Open Letter to a Vet

“The soldier above all others prays for peace, for it is the soldier who must suffer and bear the deepest wounds and scars of war.” – Douglas MacArthur

During the Vietnam War on June 18, 1965 173rd Airborne Brigade Battalion member Larry Wayne Chaffin smiles for the camera.
During the Vietnam War on June 18, 1965 173rd Airborne Brigade Battalion member Larry Wayne Chaffin smiles for the camera.

To my friend:

I am not your wife. Or your girlfriend. Or your sister. I am not your daughter or your mother. I am only me. I am someone who knows you and someone who cares and someone who loves you, which makes me a little bit of all of the things I am not.

I cannot possibly understand the things that have happened to you. The things that you have seen. The things that you know. The things you have felt. I cannot possibly imagine the loss you have experienced and the pain you have endured. Worst of all, I  can’t possibly wrap my mind around the things that you didn’t do. The things that didn’t happen to you. The ones that maybe torture you the most.

You tell me that the hardest part is falling asleep, and the worst part is waking up.

My heart hurts for those words, and for the ache that you cannot make still and quiet inside of you after all of these years.

You give up drinking, for months on end, thinking it will silence the demons, but here they are again, in your head, not giving you any rest. You drown it again for awhile, thinking the booze will numb the pain, but through the haze you still feel it piercing your chest like the bullet that didn’t hit you.

If I could give my arm to be the kevlar vest you need for that invisible bullet, I would. If I could give my leg to put a permanent end to the voice that haunts you, I would do it right now. If I could transplant some of the the peace that allows me to sleep at night into your wracked heart, I would give it up gladly. But I can’t. I can do nothing but listen to you. Or wait for you. I can be here when you need me. I can pry open the cracks when I see them and try to shine some light in those dark places that you keep shut so tight. As if keeping it all on lockdown will somehow, someway, make it disappear eventually. But it won’t, so I will keep trying to pull it out of you, one piece at a time. One bit of darkness replaced with light.

I hope to God I will never know what it is like to take another life. I can’t imagine how that violates your divine spark. It’s not right. It’s unnatural. It’s the most unnatural thing a human can do. But it doesn’t make it unnecessary. You did your job, the worst job a human can do, and you came home. You did it right. And then they set you loose like a spinning top with a broken soul and expected you to be fine. To function. You aren’t the crazy one in this world, I promise.

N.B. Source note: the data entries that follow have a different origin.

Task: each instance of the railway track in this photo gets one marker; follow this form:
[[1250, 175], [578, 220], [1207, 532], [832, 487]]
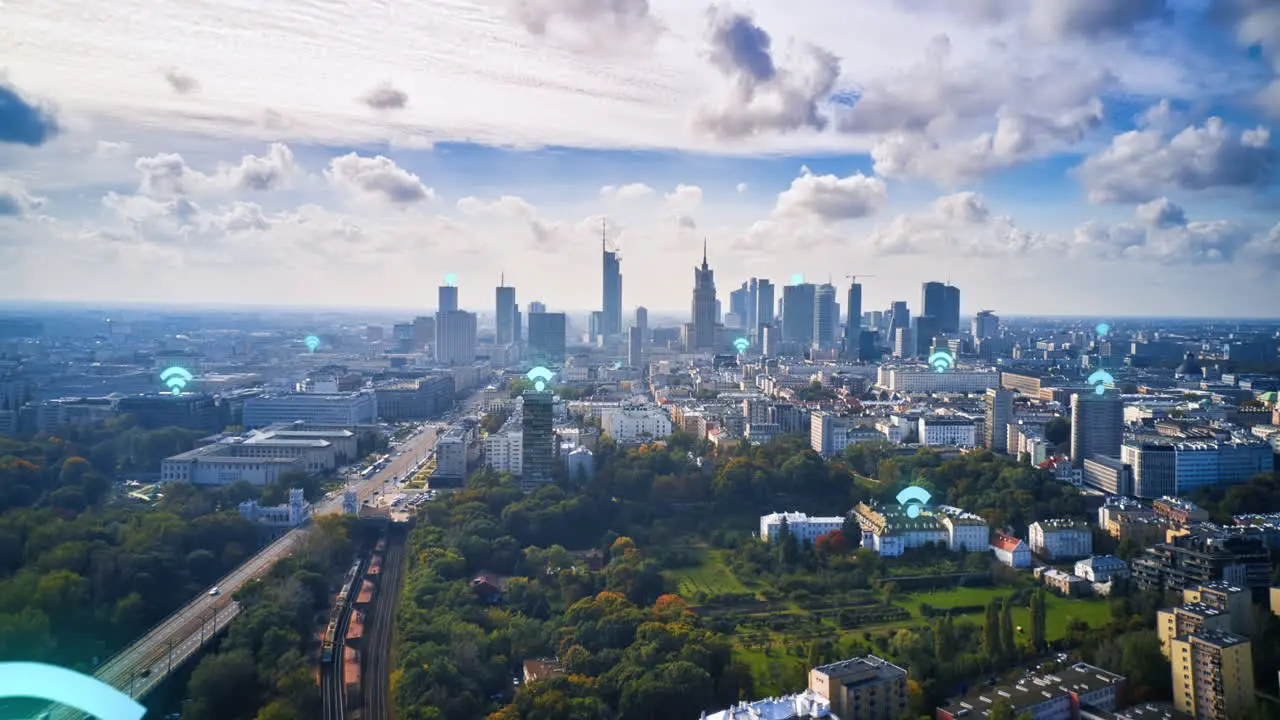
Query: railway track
[[378, 655], [333, 687]]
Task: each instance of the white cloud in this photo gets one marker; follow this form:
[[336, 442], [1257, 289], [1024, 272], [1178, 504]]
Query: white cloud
[[378, 178], [955, 226], [830, 197], [937, 118], [764, 96], [1141, 164], [168, 173], [631, 191], [16, 201]]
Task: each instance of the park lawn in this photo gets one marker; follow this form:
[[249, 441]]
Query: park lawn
[[711, 575], [1095, 611]]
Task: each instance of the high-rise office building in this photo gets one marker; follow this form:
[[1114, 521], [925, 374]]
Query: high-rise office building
[[763, 308], [1000, 413], [1097, 425], [926, 329], [448, 299], [826, 317], [899, 317], [538, 438], [504, 313], [703, 308], [853, 320], [986, 326], [455, 337], [942, 302], [612, 288], [547, 345], [798, 305], [635, 347]]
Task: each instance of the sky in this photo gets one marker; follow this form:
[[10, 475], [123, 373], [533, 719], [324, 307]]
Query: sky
[[1091, 156]]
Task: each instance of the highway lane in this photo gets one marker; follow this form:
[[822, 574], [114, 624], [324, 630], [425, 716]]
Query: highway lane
[[145, 662]]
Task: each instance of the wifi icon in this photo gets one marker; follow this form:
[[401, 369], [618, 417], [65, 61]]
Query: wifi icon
[[69, 688], [176, 378], [914, 499], [1101, 381], [941, 361], [540, 377]]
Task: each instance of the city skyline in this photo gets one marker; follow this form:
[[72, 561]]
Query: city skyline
[[1041, 158]]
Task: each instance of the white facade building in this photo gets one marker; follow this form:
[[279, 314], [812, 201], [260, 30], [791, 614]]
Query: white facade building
[[800, 706], [1102, 568], [1011, 551], [1060, 540], [337, 409], [800, 525], [635, 423], [947, 431], [292, 514]]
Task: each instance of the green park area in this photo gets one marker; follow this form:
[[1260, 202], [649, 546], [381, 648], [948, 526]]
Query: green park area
[[776, 633]]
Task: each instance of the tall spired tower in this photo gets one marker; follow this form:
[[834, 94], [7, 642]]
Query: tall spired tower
[[703, 336], [611, 305]]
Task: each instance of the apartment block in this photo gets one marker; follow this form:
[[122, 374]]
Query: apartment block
[[1212, 674], [863, 688]]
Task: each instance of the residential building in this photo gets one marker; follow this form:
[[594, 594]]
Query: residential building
[[1011, 551], [1203, 556], [1057, 696], [538, 440], [1060, 540], [862, 688], [1000, 413], [936, 431], [1101, 568], [1188, 619], [800, 525], [1235, 601], [799, 706], [1212, 674]]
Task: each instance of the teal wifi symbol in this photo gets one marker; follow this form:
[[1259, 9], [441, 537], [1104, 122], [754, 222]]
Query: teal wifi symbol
[[914, 499], [176, 378], [1101, 381], [540, 377], [69, 688]]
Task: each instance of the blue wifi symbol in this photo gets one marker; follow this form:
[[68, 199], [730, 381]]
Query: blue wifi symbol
[[914, 499], [540, 377], [1101, 379], [176, 378], [65, 687]]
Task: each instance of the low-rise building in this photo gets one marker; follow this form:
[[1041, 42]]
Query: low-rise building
[[1060, 540], [862, 688], [799, 706], [1011, 551], [800, 525], [1101, 568]]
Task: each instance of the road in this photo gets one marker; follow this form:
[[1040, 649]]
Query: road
[[378, 650], [138, 668]]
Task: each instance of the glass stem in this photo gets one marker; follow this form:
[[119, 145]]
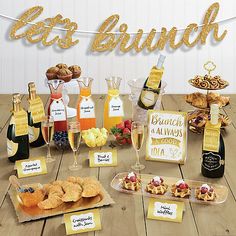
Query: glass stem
[[137, 155], [75, 158], [48, 152]]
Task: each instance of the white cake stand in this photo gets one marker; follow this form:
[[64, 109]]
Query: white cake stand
[[71, 112]]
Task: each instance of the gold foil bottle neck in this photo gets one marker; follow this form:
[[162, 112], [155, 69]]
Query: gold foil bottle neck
[[16, 100], [32, 90]]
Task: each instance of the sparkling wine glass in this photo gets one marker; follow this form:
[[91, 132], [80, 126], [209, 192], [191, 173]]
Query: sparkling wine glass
[[74, 135], [47, 126], [137, 136]]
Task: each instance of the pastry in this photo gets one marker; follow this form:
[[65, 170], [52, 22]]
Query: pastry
[[156, 186], [62, 66], [209, 82], [76, 71], [52, 73], [180, 189], [72, 191], [131, 182], [91, 187], [54, 199], [64, 74], [205, 193], [31, 197]]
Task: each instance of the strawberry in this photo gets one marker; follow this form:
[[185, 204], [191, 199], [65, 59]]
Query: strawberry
[[126, 131], [128, 124], [128, 140], [121, 125]]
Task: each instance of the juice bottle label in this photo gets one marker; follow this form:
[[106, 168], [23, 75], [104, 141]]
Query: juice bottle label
[[87, 108], [37, 109], [33, 134], [211, 140], [58, 110], [11, 148], [116, 107], [21, 123]]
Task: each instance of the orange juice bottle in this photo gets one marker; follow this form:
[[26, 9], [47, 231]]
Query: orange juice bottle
[[86, 106], [113, 107]]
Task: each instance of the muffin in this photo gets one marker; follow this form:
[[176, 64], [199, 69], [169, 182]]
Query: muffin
[[131, 182], [76, 71], [62, 66], [52, 73], [64, 74]]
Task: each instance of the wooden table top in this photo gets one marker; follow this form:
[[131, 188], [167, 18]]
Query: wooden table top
[[128, 215]]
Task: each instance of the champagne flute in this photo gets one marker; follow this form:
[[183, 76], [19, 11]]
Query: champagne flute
[[47, 126], [74, 136], [137, 136]]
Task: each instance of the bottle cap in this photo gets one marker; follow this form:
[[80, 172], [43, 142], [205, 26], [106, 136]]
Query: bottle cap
[[161, 60], [214, 109], [16, 98]]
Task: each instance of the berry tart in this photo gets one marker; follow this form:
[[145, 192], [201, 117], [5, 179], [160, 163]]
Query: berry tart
[[180, 189], [157, 186], [131, 182], [205, 193]]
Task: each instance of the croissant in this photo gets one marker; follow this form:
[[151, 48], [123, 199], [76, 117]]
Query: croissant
[[91, 187], [55, 193], [72, 191]]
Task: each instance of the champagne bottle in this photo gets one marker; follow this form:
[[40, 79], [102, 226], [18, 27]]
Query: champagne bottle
[[17, 132], [213, 154], [152, 86], [35, 113]]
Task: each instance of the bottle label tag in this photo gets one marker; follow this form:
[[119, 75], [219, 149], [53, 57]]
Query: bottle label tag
[[36, 108], [211, 140], [33, 134], [116, 107], [212, 161], [11, 148], [21, 123], [154, 78], [148, 98], [87, 108], [58, 110]]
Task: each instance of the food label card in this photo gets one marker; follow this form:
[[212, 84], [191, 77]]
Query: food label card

I will never understand the guilt you feel for being alive when the other guys aren’t. I can’t. But I can know it. I will never fully comprehend the violence that witnessing the intentional end of life for others caused to your soul. But I can study it. I can seek to understand the monsters that have followed you back from the life of service that you gave to us. And I can be here. To listen. To remind you that the monsters are not you. That the gift of you coming home means more to the rest of us than you can know. I am so unequal to the task of helping you. The fight you face is one I don’t know if I could survive, and yet I want to be here to fight it with you, however that looks.

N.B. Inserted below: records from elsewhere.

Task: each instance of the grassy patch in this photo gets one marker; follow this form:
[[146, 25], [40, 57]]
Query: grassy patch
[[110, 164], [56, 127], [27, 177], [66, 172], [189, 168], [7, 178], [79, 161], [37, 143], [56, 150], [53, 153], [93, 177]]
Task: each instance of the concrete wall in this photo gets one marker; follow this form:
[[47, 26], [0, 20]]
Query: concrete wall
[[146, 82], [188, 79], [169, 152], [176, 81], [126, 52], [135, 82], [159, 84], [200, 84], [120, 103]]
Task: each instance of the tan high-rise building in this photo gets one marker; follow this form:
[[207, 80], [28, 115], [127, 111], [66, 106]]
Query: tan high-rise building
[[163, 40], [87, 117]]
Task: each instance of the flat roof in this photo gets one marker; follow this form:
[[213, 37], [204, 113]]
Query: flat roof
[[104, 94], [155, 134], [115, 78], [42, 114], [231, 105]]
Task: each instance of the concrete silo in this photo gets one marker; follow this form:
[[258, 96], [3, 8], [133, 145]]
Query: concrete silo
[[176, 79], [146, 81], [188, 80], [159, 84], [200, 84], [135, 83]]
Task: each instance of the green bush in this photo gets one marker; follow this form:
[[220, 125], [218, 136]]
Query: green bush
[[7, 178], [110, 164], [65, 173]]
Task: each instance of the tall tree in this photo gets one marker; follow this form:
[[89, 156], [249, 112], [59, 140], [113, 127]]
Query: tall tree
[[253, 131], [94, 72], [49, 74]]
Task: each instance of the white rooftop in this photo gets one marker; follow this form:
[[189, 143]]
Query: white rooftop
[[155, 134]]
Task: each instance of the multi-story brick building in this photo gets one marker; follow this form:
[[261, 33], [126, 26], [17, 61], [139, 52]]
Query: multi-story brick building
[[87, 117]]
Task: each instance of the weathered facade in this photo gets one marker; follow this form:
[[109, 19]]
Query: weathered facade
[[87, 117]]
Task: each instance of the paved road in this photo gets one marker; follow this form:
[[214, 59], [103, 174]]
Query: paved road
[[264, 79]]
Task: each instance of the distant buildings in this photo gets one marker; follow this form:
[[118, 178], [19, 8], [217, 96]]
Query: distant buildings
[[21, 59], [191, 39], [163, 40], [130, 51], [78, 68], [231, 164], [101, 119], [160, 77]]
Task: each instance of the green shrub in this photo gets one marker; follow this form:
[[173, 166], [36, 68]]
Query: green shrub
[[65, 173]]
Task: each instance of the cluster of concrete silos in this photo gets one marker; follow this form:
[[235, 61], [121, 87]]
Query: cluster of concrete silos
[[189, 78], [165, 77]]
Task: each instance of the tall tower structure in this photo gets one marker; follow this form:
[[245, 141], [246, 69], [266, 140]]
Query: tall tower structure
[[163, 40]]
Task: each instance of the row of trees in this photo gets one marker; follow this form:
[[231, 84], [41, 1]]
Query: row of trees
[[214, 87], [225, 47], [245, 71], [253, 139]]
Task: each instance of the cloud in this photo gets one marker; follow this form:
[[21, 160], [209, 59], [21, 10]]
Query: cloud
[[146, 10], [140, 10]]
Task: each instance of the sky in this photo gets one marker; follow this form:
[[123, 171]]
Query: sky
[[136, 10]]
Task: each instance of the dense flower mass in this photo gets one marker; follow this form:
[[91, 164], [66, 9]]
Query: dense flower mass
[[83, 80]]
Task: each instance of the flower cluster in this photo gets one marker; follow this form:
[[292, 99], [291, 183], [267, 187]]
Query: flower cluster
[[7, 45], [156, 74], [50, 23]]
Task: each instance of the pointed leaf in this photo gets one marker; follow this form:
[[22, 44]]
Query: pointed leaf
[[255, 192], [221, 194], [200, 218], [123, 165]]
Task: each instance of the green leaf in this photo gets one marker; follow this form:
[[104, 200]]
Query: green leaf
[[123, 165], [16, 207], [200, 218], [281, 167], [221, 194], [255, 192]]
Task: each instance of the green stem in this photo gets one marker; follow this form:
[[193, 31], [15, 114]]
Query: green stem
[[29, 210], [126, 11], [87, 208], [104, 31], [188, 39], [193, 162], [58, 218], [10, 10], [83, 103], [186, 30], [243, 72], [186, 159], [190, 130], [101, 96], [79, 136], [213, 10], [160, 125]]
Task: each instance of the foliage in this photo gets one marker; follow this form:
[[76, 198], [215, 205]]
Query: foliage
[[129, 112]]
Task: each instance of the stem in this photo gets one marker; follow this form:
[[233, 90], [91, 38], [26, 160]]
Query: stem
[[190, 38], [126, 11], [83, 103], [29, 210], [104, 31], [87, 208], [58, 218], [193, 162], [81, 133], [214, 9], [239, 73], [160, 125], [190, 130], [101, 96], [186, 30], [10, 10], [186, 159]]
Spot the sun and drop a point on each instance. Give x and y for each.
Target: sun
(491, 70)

I can tell you that if you traded places with one of the guys that you lost over there, or one of the ones you have lost back here since then, that the course of my life would be radically altered and I am only one of many, many people who would say the same thing. And not in a good way. I needed to meet you, to know you. I needed to hear you. I even needed your darkness. I needed to know the hurt you face. It made me take action. Ask the guy over the hill that told his 40+ year old war stories for the first time, because you found me. Ask the one who finally feels like somebody gives a shit that he ever served, or gives a shit that that service left him with any suffering.

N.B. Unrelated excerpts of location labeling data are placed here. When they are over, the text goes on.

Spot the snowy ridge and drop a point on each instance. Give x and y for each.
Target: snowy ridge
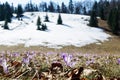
(74, 31)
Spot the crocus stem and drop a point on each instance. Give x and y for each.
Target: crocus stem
(36, 73)
(23, 73)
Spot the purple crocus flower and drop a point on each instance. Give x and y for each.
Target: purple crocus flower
(3, 63)
(68, 59)
(118, 60)
(26, 59)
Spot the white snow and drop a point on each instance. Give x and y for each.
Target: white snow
(74, 31)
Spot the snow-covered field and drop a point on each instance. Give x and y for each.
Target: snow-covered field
(74, 31)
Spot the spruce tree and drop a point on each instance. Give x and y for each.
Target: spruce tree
(44, 27)
(71, 7)
(59, 21)
(113, 20)
(8, 12)
(102, 16)
(93, 20)
(38, 23)
(19, 11)
(6, 25)
(46, 18)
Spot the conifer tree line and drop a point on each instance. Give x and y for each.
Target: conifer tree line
(105, 9)
(109, 11)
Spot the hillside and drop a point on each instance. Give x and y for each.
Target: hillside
(74, 31)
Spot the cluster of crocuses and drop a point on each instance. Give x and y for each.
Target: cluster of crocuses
(69, 59)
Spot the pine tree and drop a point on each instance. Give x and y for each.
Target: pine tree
(58, 8)
(93, 20)
(19, 11)
(59, 21)
(102, 16)
(38, 23)
(8, 12)
(6, 25)
(93, 16)
(44, 27)
(2, 12)
(51, 7)
(113, 20)
(63, 8)
(71, 7)
(84, 10)
(46, 18)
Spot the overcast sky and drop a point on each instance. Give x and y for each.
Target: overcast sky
(15, 2)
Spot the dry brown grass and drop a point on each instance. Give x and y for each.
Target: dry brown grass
(112, 46)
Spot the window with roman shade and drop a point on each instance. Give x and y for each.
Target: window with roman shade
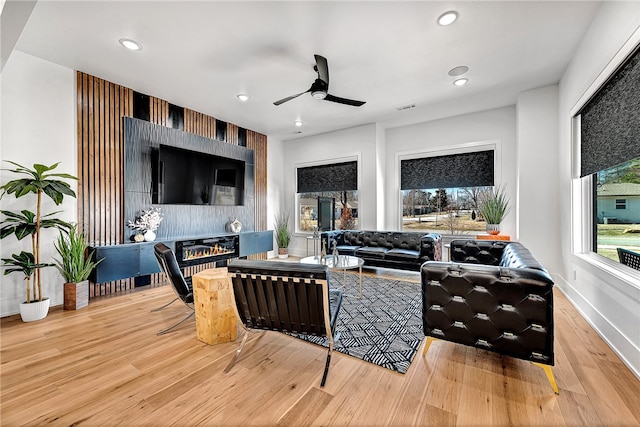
(610, 120)
(442, 193)
(473, 169)
(336, 182)
(610, 160)
(329, 177)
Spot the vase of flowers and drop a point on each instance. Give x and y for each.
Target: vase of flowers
(146, 224)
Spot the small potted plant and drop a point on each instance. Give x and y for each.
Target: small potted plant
(38, 181)
(494, 206)
(146, 224)
(283, 235)
(75, 264)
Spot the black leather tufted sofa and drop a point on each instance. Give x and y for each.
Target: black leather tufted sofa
(391, 249)
(494, 295)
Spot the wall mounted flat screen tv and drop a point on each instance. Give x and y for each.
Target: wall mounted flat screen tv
(186, 177)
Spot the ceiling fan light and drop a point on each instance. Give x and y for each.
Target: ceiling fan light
(130, 44)
(319, 94)
(448, 18)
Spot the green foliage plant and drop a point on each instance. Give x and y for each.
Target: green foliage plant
(75, 264)
(494, 205)
(283, 234)
(24, 263)
(39, 180)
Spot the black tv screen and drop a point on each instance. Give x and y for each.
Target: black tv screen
(186, 177)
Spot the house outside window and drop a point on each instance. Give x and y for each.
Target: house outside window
(617, 209)
(442, 193)
(327, 197)
(609, 143)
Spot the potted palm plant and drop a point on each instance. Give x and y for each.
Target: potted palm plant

All of the things you have done and seen and been and lived have brought you here, and here is where I am, and many other people who need you. Here is where your pain and your struggle opens the door for healing for others, and then in turn, for you. Because you are here. You are still here, and you need to be.

You say you only care about helping other people, making them happy. That’s why you’re still here. You know the loss of you would destroy so many people, and lucky for us, that guilt keeps you with us. For now, we’ll take it. We’ll take the guilt if it’s the thing that keeps you here. But sometime, somehow, you’re gonna be here with us, with me, because you want to be. Because there’s life here and it’s good. Because you get a chance that those other guys don’t have any more and you’d damn well better make the best of it. Because you are loved.